TOURE Moussa
26 Juillet 2004
Avant Accra III, il y a déjà eu Accra III. La diplomatie africaine, drivée par Omar Bongo Ondimba et placée sous la férule française, s'est déjà mise à l'oeuvre pour dessiner les contours de l'accord politique qui sortira du conclave d'été en pays ashanti.
Après avoir écouté tous les animateurs du G7 et reçu les émissaires de la mouvance présidentielle, les chefs d'Etat africains et la France sont tombés d'accord sur un pacte politique articulé autour de deux points : les élections de 2005 et le désarmement des combattants.
Selon des personnalités commises à la rédaction de ce pacte, l'on est arrivé à la conclusion qu'il sera malaisé d'arracher à Gbagbo la signature d'une délégation de pouvoirs pleine et entière au profit du Premier ministre. Gbagbo se sent assez amoindri et rejette toute idée de se dépouiller au profit de Seydou Diarra, qu'il considère comme le poulain que la communauté internationale prépare pour prendre son fauteuil, au cas où. Donc il n'y aura pas de forcing autour de la délégation de pouvoirs. En revanche, sur le premier point focal, celui des élections, il n'y aura aucune concession. Tous les chefs d'Etat sont unanimes à dire qu'il faut en 2005, des élections ouvertes et transparentes. Décrypté, cela donne : tous les leaders politiques qui veulent se présenter aux prochaines élections doivent absolument pouvoir le faire. Autour de cette idée force, l'unanimité a été faite que la charge reviendrait à l'ONU d'annoncer officiellement que tous les leaders politiques ivoiriens qui voudraient affronter le suffrage universel, seront autorisés à le faire. Et, corollaire de ceci, l'organisation de ces élections sera confiée à l'ONU qui s'appuiera pour cela sur les structures existantes. Dans la foulée, une résolution sera adoptée qui demandera aux différents groupes parlementaires de voter les lois concernant ces élections. Il s'agit des lois sur la Commission Electorale Indépendante (CEI), la nouvelle loi sur l'Identification des personnes, la loi portant réforme du code de nationalité, la réforme de l'article 35 de la Constitution. Toutes les autres lois de Marcoussis (les lois sur le financement des partis politiques, sur l'enrichissement illicite, sur la presse, sur l'état de santé du Président ) ne feront pas partie des priorités. On estime que n'importe quel pouvoir élu après 2005 peut s'en charger, sans problèmes majeurs. On demandera également à Gbagbo de céder sur le cas des trois ministres radiés du gouvernement. Le principe est acquis, il reste que le chef de l'Etat manifeste quelques réticences à reprendre Soro Guillaume. Mais ces réticences, nous dit-on, ne sont pas insurmontables.

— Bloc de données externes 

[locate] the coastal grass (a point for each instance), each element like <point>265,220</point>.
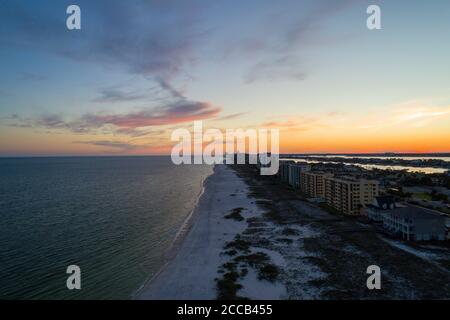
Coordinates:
<point>238,244</point>
<point>235,214</point>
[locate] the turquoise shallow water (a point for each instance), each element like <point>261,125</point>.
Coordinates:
<point>113,216</point>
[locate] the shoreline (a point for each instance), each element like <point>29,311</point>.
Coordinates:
<point>191,273</point>
<point>177,241</point>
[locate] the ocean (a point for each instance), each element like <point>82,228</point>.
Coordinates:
<point>114,217</point>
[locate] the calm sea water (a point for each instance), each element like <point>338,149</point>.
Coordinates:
<point>427,170</point>
<point>115,217</point>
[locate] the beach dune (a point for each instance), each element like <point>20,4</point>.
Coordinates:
<point>191,271</point>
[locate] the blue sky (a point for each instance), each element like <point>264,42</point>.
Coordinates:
<point>139,68</point>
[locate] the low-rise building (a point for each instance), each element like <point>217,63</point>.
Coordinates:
<point>313,183</point>
<point>350,196</point>
<point>295,171</point>
<point>283,171</point>
<point>415,223</point>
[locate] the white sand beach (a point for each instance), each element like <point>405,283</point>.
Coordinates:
<point>191,273</point>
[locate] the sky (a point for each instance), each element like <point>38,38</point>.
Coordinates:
<point>137,70</point>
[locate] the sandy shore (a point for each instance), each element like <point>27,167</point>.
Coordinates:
<point>191,272</point>
<point>287,248</point>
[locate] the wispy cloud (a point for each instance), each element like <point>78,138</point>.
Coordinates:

Marcoussis, nous affirme une de nos sources haut placées, sera réorienté à Accra, vers une plus grande efficacité politique. «C'est un accord politique, et c'est politiquement seulement qu'il peut être appliqué. Donc nous sommes allés directement au coeur des blocages majeurs, en laissant de côté toutes les contradictions qui ne nous semblent pas les plus prégnantes» di-elle pour expliquer que certains pans de l'accord ont été abandonnés. En principe, selon le deal, l'ONU annoncera dès le mois de janvier que tous les acteurs politiques ivoiriens qui le veulent, peuvent être candidats. En contrepartie, s'active automatiquement le deuxième volet de l'accord : le désarmement. Dès que l'ONU annonce les candidatures, elle engage le désarmement. Les Casques Bleus devront se déployer principalement dans les zones tenues par les Forces Nouvelles, en jonction avec la force Licorne, pour commencer la collecte et le contrôle des armements. De telle sorte que le jour des élections, il n'y ait aucune faction portant des armes, exceptées des brigades régulières de gendarmerie et de police.
Les médiateurs estiment que cet accord a des chances de tenir s'il est parrainé par l'ONU, notamment son Conseil de sécurité. Lequel Conseil, en principe, sera représenté à Accra pour bien indiquer, aux uns et aux autres, les risques qui pèsent sur eux. L'engagement très fort des médiateurs africains tient au fait que tous sont convaincus, qu'au-delà de 2005, il n'est plus possible de contenir le risque de dévaluation que fait peser la crise ivoirienne sur l'ensemble de la zone franc. Pour eux donc, Accra passe ou bien l'empêcheur de faire la paix se casse.